There are four different options to run cron jobs.
- Using the administrator cron module. This module provides a pseudo cron that runs in the background while you are logged in. This keeps the extracted and checked links up to date while you are working in the administrator.
- Using the HTTP interface from your browser or with a cron daemon and tools like wget and curl. The exact implementation depends on your hosting provider.
- Using Joomla's build in task scheduler.
- Using Joomla's Command line interface.
The Setup & Maintenance page in the administrator shows the links and command to use for the HTTP and CLI cron. As with estimated on intervals and batch sizes.
Whether you can run the CLI or HTTP commands as a cronjob depends on your hosts' configuration. Alternatively, you can head over to System ⇾ Scheduled Tasks and create a BLC Task.
Using the Command Line is the most effective method to parse and check links in batches.
Cron Frequency?
Extracting frequency
With the Admin Pseudo Cron Module changed items should be reprocessed will you are active in the administrator.
With the global or extractor setting 'Extract on Save
' active, items should be reprocessed on save.
Furthermore, Articles and most other content types in Joomla have a 'modified on date', so only changed items will be reprocessed. So in general the extract cron won't need a high frequency. Maybe daily to process items without modified dates
If your site has a lot of unattended changes, like with the publish-up and publish-down times for articles, you might need to decrease the interval.

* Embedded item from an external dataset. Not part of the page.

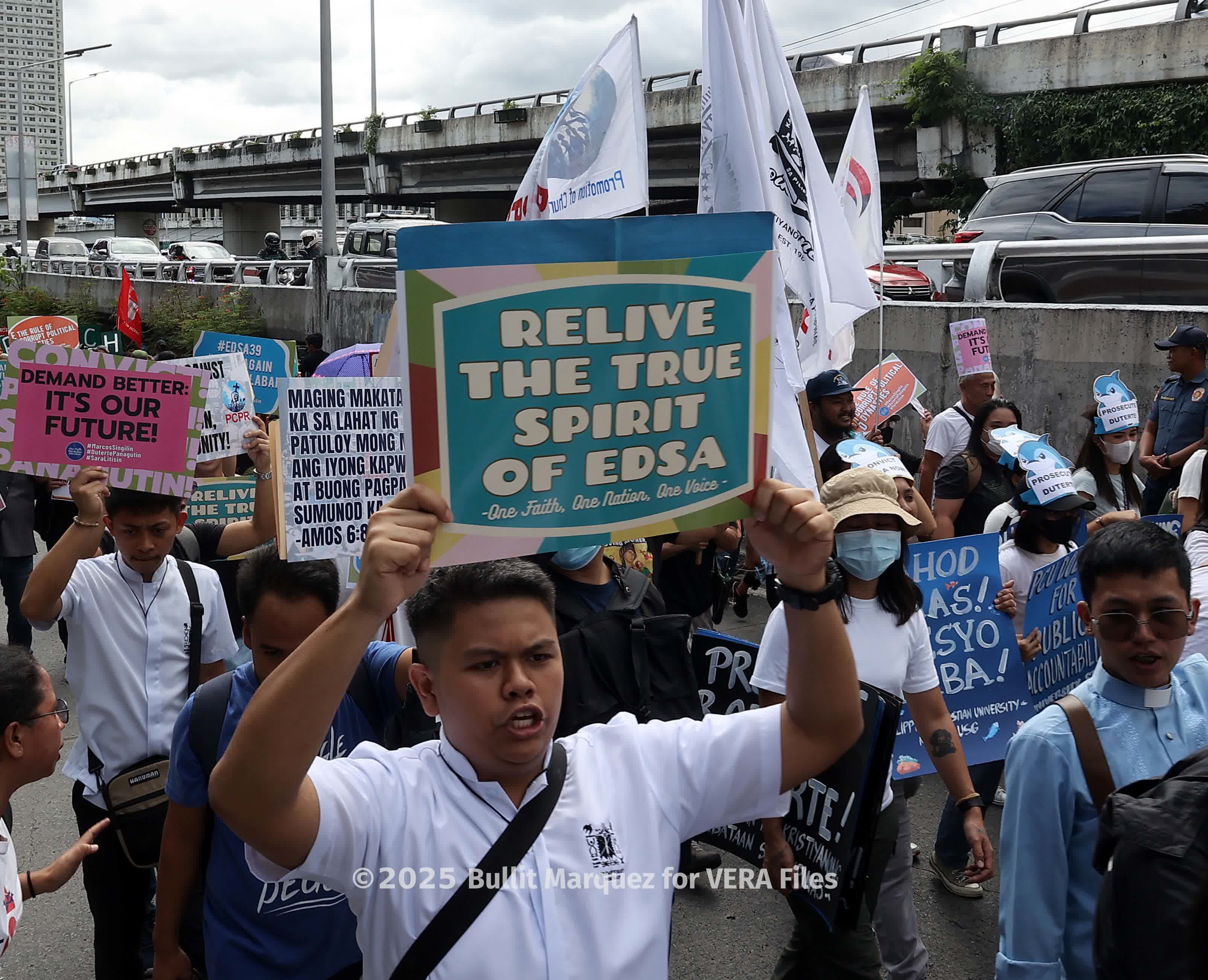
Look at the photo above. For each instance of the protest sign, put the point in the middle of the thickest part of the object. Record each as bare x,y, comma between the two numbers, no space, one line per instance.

Or set the option 'Only extract from published content
' to off.
Seeding after installation
After first time installation of the link checker the extractor has to parse an existing content to find all links. In this phaste you might need a higher interval for this cron job.
Check frequency
The frequency to recheck extracted links depends on the number of links and the recheck interval.
The Admin Pseudo Cron Module should be able to keep up with newly added links. Rechecking links should occur even if you are not working in the administrator so you will need some cron to do that.
You will find an estimate on the Maintenance page.
Domain throttling
To prevent flooding a remote host, there is a request limit per domain. You can change the period between two requests to the same host in the BLC Options.
If you have a lot of links to the same domain, you might need several cron runs to check them all.
Other Options
There are quite a few settings to control the cron jobs. Like batch sizes and check frequency. These options are depicted on the main options page
Maximum execution time
There are no maximum execution time settings. An aborted operation will simply restart the next time.
If multiple cron's run simultaneously, Inserting links into the database can collide, and you might get database errors (duplicate entry).